= Dwight Walton =

Canadian basketball player

Dwight Walton (born March 25, 1965, in Montreal, Quebec) is a former basketball player from Montreal, Quebec, Canada. He began his basketball journey at Wagar High School in 1979 under the tutelage of Don McEwen and Jim Aiken and he received his high school diploma in 1982. Walton then attended Dawson College, a CEGEP in Montreal, which is equivalent to the prep school system, where he was named an All Canadian in 1986. He then attended Siena College for the 1986–87 season and was named the North Atlantic Conference Rookie of the Year. He then transferred to the Florida Institute of Technology from 1987 to 1991, received his bachelor's degree in business/management and was a three-time All American. Walton is also in the Florida Tech Sports Hall of Fame, the Sunshine State Conference Hall of Fame and is on the Sunshine State Conference 25th Anniversary Team.

After receiving an invitation to try out for the Canadian national basketball team from coach Jack Donahue in 1986, Walton made the team and remained a member until 1995.He played in every major international competition including the 1988 Olympic Games in Seoul. He called that the most gratifying experience/accomplishment of his basketball career. "To be known as one of Canada's Best Players, is an accomplishment that I’ll always cherish."

Walton went on to play professional basketball in two countries.
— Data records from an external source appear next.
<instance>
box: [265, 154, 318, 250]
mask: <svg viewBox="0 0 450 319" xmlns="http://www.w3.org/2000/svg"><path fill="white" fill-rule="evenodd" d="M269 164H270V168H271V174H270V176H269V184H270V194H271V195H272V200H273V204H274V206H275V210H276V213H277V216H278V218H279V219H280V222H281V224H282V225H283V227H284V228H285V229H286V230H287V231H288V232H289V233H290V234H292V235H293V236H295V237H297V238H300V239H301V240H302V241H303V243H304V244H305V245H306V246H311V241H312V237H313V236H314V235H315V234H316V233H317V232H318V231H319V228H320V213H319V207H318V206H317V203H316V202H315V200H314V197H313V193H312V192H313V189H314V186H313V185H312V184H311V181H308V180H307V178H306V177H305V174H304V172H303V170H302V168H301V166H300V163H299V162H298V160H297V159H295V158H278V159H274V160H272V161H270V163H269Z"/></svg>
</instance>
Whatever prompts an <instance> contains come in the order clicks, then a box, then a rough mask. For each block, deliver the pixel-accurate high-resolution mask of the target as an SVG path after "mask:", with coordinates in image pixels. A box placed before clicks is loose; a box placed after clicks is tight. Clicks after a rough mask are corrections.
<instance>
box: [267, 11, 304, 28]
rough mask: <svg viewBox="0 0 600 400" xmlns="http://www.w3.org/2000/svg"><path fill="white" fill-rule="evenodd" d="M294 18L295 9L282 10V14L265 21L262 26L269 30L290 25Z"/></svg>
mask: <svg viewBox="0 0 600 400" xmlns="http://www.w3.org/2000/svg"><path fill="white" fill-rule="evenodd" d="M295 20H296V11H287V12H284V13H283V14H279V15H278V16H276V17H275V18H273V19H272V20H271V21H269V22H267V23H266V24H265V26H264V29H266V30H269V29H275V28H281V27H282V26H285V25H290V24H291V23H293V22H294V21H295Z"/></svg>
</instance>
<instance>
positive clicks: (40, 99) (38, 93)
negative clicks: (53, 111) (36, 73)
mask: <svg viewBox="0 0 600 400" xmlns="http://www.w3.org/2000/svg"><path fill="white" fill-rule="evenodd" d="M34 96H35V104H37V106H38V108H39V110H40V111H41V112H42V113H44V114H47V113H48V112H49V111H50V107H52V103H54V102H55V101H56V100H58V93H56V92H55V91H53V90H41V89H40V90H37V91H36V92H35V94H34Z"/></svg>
He played in Israel for four seasons(1994–98 and 2000) and in Switzerland from 1998 to 2004. He was drafted to play in the now defunct CBA by Omaha in 1991 and played briefly for Oklahoma City in 1992. He also played professionally in his hometown of Montreal for several franchises.

After retiring from professional basketball in 2004, Walton worked for the English Montreal School Board as a Student Supervisor from November 15, 2004 until June 30, 2024. He also coached basketball while working for the EMSB at John F. Kennedy High School and Lester B. Pearson High School.

Walton is currently an Assistant Coach for the Concordia Stingers men's basketball program in Montreal, a position he has held since 2017, a basketball analyst for many media outlets in Canada, from which he got his start at the Team 990, which is now TSN 690 in Montreal, the color commentator for the Montreal Alliance of the Canadian Elite Basketball League (CEBL) and is the General Manager for the Los Angeles Ignite of The Basketball League. Walton also finds time to be a part-time referee in various recreational leagues and prep school leagues in Montreal and the Province of Quebec.

Walton was born and raised in Montreal and is of Jamaican descent. He was named a Jamaican Hero by the Jamaican Association of Montreal on October 20, 2018. He was nominated by then President, Michael Smith. Smith was a teammate of Walton's at Florida Tech. Walton was also selected by Canada Basketball and Rowan Barrett Sr., a teammate on the national team, to be in the "Dreamer's Circle" in 2023, for his contributions to his community and to his country, to the game of basketball.